Machen wir einen Test: Stellen Sie sich vor, in einer Zeitung wird im Zuge der Berichterstattung über eine Geiselnahme mit Todesfolge betont, dass der mutmaßliche Täter ein Gürtelträger war. Natürlich mit Bild von einem braunen Ledergürtel mit Messingschnalle. Also einem ziemlich unauffälligen, gewöhnlichen Gürtel. Dazu kommt eine Statistik, in welcher mit einer vertrauenserweckenden Quellenangabe dargestellt wird, dass in über 99 Prozent der Geiselnahmen mit Todesfolge während der letzten Jahre die überführten Täterinnen und Täter Gürtel getragen haben. In den Nachrichten kommt wenig später eine Psychologin zu Wort, welche im Gürtel ein Symbol der Gewaltverherrlichung erkennt und dazu beispielsweise an die aus früheren Geschichten bekannten Züchtigungen von Kindern mit diesem bloß vermeintlich harmlosen Bekleidungsutensil erinnert. In den nächsten Tagen flimmern dann über die Timeline auf facebook und twitter Meldungen, dass auch bei anderen Gewaltverbrechen die ausgemachten Verdächtigen jeweils Gürtel getragen haben. Wie wird es Ihnen gehen, wenn Sie bemerken, dass der Schulwart jener Schulde, in welche Sie Ihre Kinder bringen, ebenfalls einen Gürtel trägt? Was spielt sich in Ihrer Bauchgegend ab, wenn Sie bei der Chefin, zu der Sie immer schon Zweifel hatten, ob diese Sie nicht bei nächstbester Gelegenheit rauswerfen möchte, einen Gürtel um die Hüfte erkennen?

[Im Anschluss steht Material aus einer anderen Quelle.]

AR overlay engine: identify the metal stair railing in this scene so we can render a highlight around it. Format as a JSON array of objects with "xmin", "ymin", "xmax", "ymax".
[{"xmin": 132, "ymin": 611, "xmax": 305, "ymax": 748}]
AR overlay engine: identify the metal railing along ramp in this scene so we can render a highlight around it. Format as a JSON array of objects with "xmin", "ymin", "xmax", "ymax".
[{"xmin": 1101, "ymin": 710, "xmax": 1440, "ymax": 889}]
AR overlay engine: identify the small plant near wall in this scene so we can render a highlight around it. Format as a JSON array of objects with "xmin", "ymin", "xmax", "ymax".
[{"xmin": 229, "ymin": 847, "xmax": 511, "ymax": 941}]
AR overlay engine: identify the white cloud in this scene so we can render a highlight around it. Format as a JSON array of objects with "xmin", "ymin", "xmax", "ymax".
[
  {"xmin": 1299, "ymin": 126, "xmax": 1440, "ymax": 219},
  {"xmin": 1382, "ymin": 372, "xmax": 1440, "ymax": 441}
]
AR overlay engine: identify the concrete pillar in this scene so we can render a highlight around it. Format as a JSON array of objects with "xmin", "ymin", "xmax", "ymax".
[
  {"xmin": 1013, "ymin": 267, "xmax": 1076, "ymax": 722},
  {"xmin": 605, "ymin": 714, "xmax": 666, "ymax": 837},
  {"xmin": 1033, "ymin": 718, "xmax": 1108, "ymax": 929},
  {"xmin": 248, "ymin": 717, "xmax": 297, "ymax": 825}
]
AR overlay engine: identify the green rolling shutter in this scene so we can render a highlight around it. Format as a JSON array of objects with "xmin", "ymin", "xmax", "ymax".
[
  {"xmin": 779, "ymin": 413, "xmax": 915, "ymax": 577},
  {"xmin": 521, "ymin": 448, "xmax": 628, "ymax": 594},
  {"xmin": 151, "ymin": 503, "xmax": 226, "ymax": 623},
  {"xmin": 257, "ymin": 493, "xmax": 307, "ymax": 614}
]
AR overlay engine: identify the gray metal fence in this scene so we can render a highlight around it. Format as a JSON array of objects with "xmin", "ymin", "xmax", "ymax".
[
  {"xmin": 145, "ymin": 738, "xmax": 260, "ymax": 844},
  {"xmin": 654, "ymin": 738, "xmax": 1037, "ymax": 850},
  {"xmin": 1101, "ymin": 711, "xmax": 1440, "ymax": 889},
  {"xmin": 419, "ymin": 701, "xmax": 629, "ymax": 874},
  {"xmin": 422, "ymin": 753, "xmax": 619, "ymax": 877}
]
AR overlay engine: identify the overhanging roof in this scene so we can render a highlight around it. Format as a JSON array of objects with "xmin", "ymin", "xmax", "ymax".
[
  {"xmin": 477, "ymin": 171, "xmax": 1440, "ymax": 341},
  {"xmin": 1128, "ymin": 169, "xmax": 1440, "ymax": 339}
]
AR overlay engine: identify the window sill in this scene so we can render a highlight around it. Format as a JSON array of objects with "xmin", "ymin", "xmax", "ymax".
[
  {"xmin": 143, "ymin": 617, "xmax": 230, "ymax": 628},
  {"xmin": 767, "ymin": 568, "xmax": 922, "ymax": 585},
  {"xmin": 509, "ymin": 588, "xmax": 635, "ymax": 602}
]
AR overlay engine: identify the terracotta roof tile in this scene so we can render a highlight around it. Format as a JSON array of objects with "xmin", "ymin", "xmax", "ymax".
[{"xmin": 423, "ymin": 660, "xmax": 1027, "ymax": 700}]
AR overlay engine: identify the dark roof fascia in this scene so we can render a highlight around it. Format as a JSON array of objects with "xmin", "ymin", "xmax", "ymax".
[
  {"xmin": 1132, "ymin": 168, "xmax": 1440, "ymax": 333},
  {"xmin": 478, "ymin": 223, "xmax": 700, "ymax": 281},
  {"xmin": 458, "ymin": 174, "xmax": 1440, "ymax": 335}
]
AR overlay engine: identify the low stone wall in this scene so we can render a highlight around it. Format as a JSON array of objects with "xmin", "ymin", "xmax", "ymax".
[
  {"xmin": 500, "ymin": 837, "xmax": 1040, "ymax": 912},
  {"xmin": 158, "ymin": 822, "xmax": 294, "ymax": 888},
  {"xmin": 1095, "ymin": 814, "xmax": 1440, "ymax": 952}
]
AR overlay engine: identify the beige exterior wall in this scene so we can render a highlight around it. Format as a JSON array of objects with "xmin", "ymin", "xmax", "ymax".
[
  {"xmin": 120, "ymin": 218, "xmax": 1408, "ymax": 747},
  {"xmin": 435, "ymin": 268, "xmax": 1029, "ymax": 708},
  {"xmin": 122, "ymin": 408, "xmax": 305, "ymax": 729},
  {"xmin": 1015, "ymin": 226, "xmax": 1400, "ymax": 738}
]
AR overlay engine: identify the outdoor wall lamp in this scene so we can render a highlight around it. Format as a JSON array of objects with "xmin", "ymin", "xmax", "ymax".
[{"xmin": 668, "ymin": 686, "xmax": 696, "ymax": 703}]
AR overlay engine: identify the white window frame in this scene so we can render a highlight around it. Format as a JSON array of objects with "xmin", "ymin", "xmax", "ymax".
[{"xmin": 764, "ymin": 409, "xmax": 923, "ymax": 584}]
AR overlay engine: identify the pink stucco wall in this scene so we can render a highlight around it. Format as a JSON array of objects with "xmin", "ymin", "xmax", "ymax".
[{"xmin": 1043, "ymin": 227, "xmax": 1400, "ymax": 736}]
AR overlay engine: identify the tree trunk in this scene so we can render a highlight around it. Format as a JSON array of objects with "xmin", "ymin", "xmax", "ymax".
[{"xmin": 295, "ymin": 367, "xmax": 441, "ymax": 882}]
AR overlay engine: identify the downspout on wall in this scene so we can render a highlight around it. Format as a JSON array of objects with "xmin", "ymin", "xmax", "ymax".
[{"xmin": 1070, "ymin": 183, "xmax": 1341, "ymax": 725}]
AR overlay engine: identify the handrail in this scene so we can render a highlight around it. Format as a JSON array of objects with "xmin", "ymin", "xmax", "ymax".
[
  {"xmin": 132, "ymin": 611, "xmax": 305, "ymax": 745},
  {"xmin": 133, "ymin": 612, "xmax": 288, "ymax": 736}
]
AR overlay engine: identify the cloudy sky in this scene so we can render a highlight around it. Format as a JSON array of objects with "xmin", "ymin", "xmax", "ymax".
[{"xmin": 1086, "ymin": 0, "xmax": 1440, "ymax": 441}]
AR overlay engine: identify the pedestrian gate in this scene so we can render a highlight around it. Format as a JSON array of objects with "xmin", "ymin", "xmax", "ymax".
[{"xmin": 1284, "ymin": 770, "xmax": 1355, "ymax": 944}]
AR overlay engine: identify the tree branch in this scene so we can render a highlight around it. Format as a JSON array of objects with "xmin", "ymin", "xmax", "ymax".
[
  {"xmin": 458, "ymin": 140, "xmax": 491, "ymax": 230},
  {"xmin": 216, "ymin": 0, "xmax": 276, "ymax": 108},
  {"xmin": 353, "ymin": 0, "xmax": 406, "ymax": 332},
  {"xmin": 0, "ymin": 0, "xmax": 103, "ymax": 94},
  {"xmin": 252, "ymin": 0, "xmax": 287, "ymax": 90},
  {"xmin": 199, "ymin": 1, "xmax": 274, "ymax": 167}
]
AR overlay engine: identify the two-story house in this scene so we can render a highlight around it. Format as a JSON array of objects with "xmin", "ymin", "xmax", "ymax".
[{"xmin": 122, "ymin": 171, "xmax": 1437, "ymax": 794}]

„Niemals wieder“ also. Ist man sich dessen heute überhaupt noch bewusst, was man sich damit gelobt? Ist man noch bereit, die dafür erforderliche Achtsamkeit an den Tag zu legen? Spürt man noch das angerichtete unvorstellbare grausame Leid, welches Millionen Menschen ertragen mussten, nur wenige überlebten und dessen Wiederholung es zu vermeiden gilt, als Auftrag und Motivation dafür? Oder würde es vielleicht gar nicht auffallen, wenn wieder jemand die Macht an sich reißen möchte, indem er Ängste schürt und mit der Vernichtung eines vermeintlichen gemeinsamen Feindes, der mit Vorurteilen willkürlich geschaffen für alles Unbill verantwortlich gemacht werden kann, die Lösung verspricht? Niemals ginge das? Wie ist es dann mit Aussagen über "alle" Frauen, "alle" Männer, "alle" Flüchtlinge; wie mit "allen" Menschen, die für eine Willkommenskultur eintreten und "allen", die sich abschotten wollen; wie mit "allen" Menschen, die einen einmal beleidigt haben? Die Liste ließe sich leider unendlich fortsetzen. Und ständig kommen neue Klischees hinzu – wie rasch das geht, zeigt vielleicht das Beispiel mit den Gürtelträgerinnen und Gürtelträgern.

Wenn am 27. Jänner zum Gedenken an den Holocaust also wieder der Jahrestag der Befreiung des Konzentrationslagers Auschwitz-Birkenau in Erinnerung gerufen wird, dann kann das auch als Chance für die gegenwärtige Entwicklung der Gesellschaft verstanden werden. „Niemals wieder“ kann nämlich auch helfen, zu den gegenwärtigen Herausforderungen Lösungswege zu finden. Im Großen, wie auch im Kleinen. Mit Achtsamkeit. Wertschätzung des Individuums. Und Verzicht auf Vorurteile, welche aus einem viel zu rasch Marionetten werden lassen.